Friday, October 12, 2012

Entry # B2


First Day on the Job: The Hunter
by Gerry Johnston

It's 3am and several mounds of half devoured tacos and take-out wrappers litter the pavement in a trail leading up to the cardboard box she calls home. From within you hear a series of feral grunts punctuated by a blend of belches and groans. You want to throw back the scrap of threadbare carpet covering what you assume is a door, but once you've seen what lies beyond, it can never be unseen and you can only pray for death or early Alzheimer's.

Throwing caution to the wind, you tear the door flap back and peer inside. At first, your eyes war with your brain - This can't be! It has its naked legs wrapped tightly around the head of a barrel-bellied bald man, who, for his part, is attempting to untangle his arms and remove his head from the gaping gash that seems bent on performing a birthing in reverse. His attempts are futile. And soon his only movements will be the twitching of his extremities as his brain backfires in the final seconds before death.

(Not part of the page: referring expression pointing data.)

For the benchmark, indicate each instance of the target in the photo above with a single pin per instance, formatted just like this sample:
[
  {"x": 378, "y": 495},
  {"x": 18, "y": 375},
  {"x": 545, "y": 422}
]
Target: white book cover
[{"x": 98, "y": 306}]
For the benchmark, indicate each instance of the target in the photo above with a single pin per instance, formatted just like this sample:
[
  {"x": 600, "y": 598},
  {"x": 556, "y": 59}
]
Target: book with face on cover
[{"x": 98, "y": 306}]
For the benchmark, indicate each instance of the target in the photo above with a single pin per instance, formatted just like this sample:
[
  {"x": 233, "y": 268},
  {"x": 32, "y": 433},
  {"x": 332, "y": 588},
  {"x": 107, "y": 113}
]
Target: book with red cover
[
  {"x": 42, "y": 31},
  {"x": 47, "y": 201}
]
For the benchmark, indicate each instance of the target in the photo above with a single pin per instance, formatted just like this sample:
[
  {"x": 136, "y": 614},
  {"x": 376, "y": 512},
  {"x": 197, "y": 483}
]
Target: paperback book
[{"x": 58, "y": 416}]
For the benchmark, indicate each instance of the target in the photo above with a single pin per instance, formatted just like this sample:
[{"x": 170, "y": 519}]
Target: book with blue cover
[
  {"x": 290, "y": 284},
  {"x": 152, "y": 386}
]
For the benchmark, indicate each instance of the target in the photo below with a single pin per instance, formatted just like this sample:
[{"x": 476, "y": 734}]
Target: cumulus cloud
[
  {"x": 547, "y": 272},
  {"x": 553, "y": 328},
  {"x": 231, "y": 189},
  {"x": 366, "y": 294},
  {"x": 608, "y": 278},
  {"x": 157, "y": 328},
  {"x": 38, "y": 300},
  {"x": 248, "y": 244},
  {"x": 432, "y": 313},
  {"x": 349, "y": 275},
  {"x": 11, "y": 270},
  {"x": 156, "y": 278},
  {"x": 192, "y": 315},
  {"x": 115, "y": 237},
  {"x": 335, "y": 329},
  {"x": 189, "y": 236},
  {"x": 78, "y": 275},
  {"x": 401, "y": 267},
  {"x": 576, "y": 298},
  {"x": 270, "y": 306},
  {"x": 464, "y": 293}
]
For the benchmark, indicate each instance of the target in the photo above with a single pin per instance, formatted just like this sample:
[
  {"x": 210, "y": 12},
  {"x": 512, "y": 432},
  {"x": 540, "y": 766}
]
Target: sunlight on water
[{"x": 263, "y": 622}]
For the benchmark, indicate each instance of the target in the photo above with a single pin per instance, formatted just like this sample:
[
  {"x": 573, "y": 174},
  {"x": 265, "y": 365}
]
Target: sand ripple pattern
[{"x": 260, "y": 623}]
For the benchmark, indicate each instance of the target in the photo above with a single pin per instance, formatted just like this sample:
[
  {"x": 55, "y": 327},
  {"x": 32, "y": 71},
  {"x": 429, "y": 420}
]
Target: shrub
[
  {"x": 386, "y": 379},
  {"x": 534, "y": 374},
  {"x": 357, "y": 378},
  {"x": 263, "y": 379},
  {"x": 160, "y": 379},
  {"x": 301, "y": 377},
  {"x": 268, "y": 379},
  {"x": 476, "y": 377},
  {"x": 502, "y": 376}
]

Suddenly, its head lolls to the side and one glazed eye finds you. From a slit beneath its fuzzy upper lip, it issues a moan, then it speaks: "'ang on an wait your turn, luv, an oi'll letcha bounce a few polliwogs off the back of me troat."

You turn to run, but as you rise an arm snakes out and snags your leg. You scream but no one hears. You beg but your tearful pleas fall upon only one set of ears (or ear, actually, since one was lopped off during a fight with seven Danish Sailors), and they don't care for your tone...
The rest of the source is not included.